Needless to say I freaked out and since then have been living with a constant, creeping fear. I am fighting it, but it has kept me up at night. I pray, I cry, I wonder and I worry, all in various amounts and at sundry times. I need peace.
I believe that my life is not yet over and that I am supposed to do something significant and lasting, so I am not planning on passing away any time soon.
But what does it say about me right now?
Proverbs 24:10 says ‘If you faint in the day of adversity, your strength is small’
I am not planning on fainting…
At the moment, I am reading four books, (in various fits and starts, as my whims and time permit)
Building a Healthy Multi-Ethnic Church by Mark DeYmaz,
Calvin for Armchair Theologians by Christopher Elwood,
Christianity on Trial: African-American religious thought before and after black power, by Mark L. Chapman and
Understanding Fundamentalism and Evangelicalism by George M. Marsden
and taking an online class (‘Christology’ taught by Dr. David Hocking via the Blue Letter Bible Institute). What I am learning from the books I am reading is that I have been on to something as far as the thoughts I have had. I am not nearly as radical as I may have thought, and it is a welcoming revelation.
The books are helping to consolidate my thoughts about my main positions re: ‘the church’:
The church in America is so profoundly broken that it will take a major overhaul to fix it, and the only that will work is if we cross socio-economic and ethnic lines, and truly embrace the vision of Christ for a unified body. Most surprisingly, I am discovering that at this precise moment,
The church in America is just as it was 100 years ago, only the names have changed.

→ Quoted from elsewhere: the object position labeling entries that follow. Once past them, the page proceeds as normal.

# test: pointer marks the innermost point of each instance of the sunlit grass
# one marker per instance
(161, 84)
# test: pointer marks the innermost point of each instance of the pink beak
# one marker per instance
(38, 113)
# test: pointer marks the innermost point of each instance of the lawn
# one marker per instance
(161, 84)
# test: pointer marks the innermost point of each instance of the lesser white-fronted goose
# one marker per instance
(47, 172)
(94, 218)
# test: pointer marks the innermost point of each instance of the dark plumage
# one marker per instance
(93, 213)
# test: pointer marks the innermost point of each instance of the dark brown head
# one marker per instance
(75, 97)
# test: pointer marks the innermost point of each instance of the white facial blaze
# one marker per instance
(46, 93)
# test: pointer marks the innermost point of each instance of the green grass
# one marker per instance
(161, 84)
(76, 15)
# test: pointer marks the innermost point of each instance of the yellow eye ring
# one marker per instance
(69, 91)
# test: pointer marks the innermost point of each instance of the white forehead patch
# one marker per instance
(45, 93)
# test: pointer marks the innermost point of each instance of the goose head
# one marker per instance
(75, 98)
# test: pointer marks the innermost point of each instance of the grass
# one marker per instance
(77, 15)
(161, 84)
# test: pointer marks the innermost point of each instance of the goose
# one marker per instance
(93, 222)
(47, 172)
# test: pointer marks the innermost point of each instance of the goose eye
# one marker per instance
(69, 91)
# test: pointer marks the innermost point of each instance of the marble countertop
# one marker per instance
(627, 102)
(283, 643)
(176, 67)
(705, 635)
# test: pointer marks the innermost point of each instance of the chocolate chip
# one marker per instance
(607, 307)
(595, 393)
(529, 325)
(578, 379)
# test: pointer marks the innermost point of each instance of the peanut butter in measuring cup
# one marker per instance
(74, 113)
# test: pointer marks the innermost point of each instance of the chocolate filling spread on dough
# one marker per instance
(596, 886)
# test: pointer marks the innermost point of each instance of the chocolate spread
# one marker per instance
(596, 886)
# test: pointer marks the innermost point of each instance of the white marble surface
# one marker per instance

The class is reaffirming and strengthening my resolve to fight the good fight of faith even against those in ‘the church’ who are preaching an extra-biblical Christ, and a perverted gospel. The truth will prevail, and as I reminded my house church family last week,
WE are the standard that the Lord raises up when the enemy comes in like a flood..
Why is the queen of soul on this list? Because I saw a picture of her today, that made stare with the kind of ‘train wreck’ observer’s fascination. A friend who is a big Aretha fan, upon seeing the same amazing photo, remarked
“I don’t know what to say, what to think or how to feel.
I mean, I just don’t know.
It’s so absurd that it’s funny for about 5 seconds
and then you cry,
and then you pray...
and then you give up…”
While I did not, COULD not, laugh at Re-re, I laughed at that
This is the same friend who told me that :
”God will not drop a steak in your lap, If you ain’t got teeth!”
Amen… Well, Here’s my issue. Aretha made me rethink something very critical. Concerning cleavage, can there be too much? Have the sheer enormity of Aretha’s massive mammarian protuberances actually exceeded the bounds of what is attractive, motivating and enticing, to that which is, dare I say it… redundant? Has it gone from resplendent to repugnant?
Has that which has for most men always been pulchritudinous, become, in the instant my eyes hit the page, unsightly,
Or is it just a question of moderation?
Could it all be just a question of moderation???